AfriSam received bailouts from several shareholders in 2012 after facing a smothering R15 billion debt load. At the time, AfriSam’s recapitalisation included the Public Investment Corporation (PIC) investing R9.3 billion, Phembani injecting an undisclosed amount that scored it a 30% stake and Holcim Switzerland writing off R3.5 billion of its debt.

PPC shareholders have been largely in the dark about AfriSam’s debt and cash generation position since the merger was initially touted in February.

Visio Capital Management, which has a 7% stake in PPC, said a successful merger would distract PPC’s management from boosting operational efficiencies. It’s also concerned about the hurdles that the merger could face in getting the approval of competition authorities – a process that could take over 12 months.

“Visio wishes for PPC to walk away from this deal, to stop wasting valuable management time and company resources towards an uncertain and very likely messy outcome and to instead focus on its own operations and deal with its own challenges,” it said.

Rejecting share purchase offer

A bidding war has since ensued, with Fairfax and Nigeria-based Dangote Cement offering to tie-up with PPC to cement the AfriSam deal. On Friday, Dangote walked away from a potential takeover of PPC, leaving Fairfax as the sole known bidder. Fairfax has backed PPC in its bid for AfriSam, offering to acquire PPC shares worth R2 billion for R5.75/share if shareholders back the merger.

However, the Fairfax offer won’t likely pass muster with shareholders.

Three shareholders holding more than 25% of PPC have opposed the merger, said PPC chairman Peter Nelson. This is a massive snag as the deal requires 75% of shareholder support for it to be successful.  “We have not polled shareholders but there are a number of shareholders who have indicated their concerns,” Nelson told Moneyweb.

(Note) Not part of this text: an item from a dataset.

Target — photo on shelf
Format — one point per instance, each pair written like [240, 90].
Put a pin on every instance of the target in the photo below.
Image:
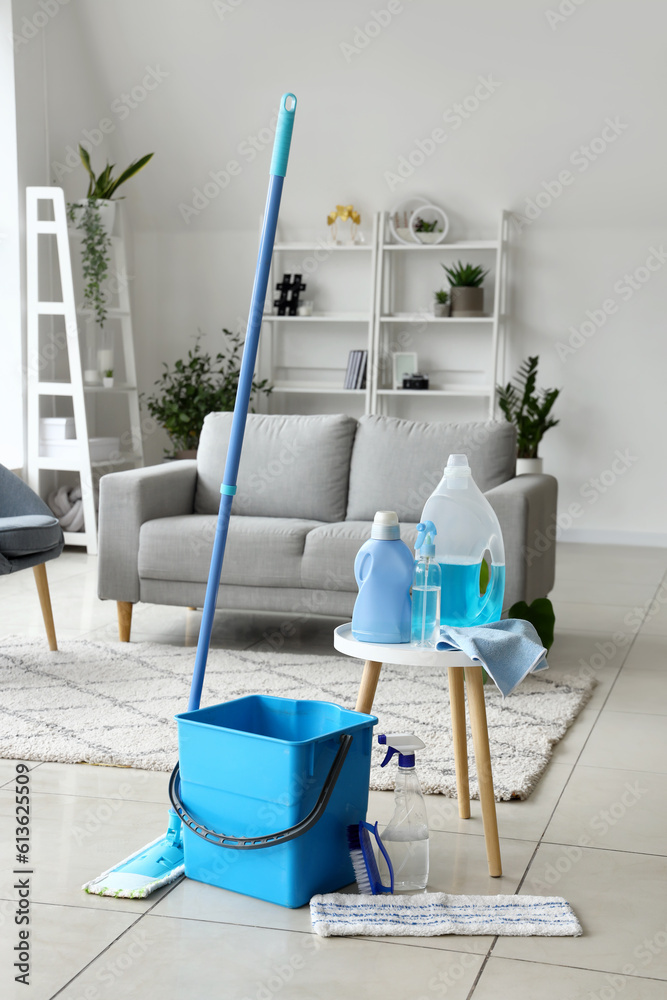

Shareholders have also taken umbrage with Fairfax’s R5.75/share, which is based on PPC’s earnings before interest, tax, depreciation, and amortisation of R2 billion for the year to March 2017.

Value Capital’s Sithole said Fairfax’s offer materially undervalues the company given its cash generation potential. “At an offer price of R5.75/share, we would be buyers, not sellers of the company, as the business is worth almost double that,” he said. “Share price and intrinsic value of the business are two different things. As owners of PPC, we are not interested in the short-term share price levels and are happy to keep our business for the long-term value creation for shareholders.”

Said Prudential’s Wood: “Fairfax is offering PPC shareholders the opportunity to bank a short-term gain but in doing so, risk transferring significant value to the consortium comprising Fairfax, PIC and Phembani, who will end up controlling 55% of the combined entity.”

The PIC’s position

The PIC, the largest shareholder of PPC holding a 15.17% stake, is said to be supporting the Fairfax-backed offer according to a Bloomberg report. However, SA’s largest money manager has denied this. 

“The PIC has not been approached by the PPC board with any proposed offer for PPC shares. We will be in a position to express a view after we have been approached with a proposal and have studied the terms thereof,” said Deon Botha, the PIC’s head of corporate affairs.

The PIC also holds a majority stake of about 60% in AfriSam. Shareholders have questioned whose interest will the PIC serve with the merger given its shareholding in both PPC and AfriSam.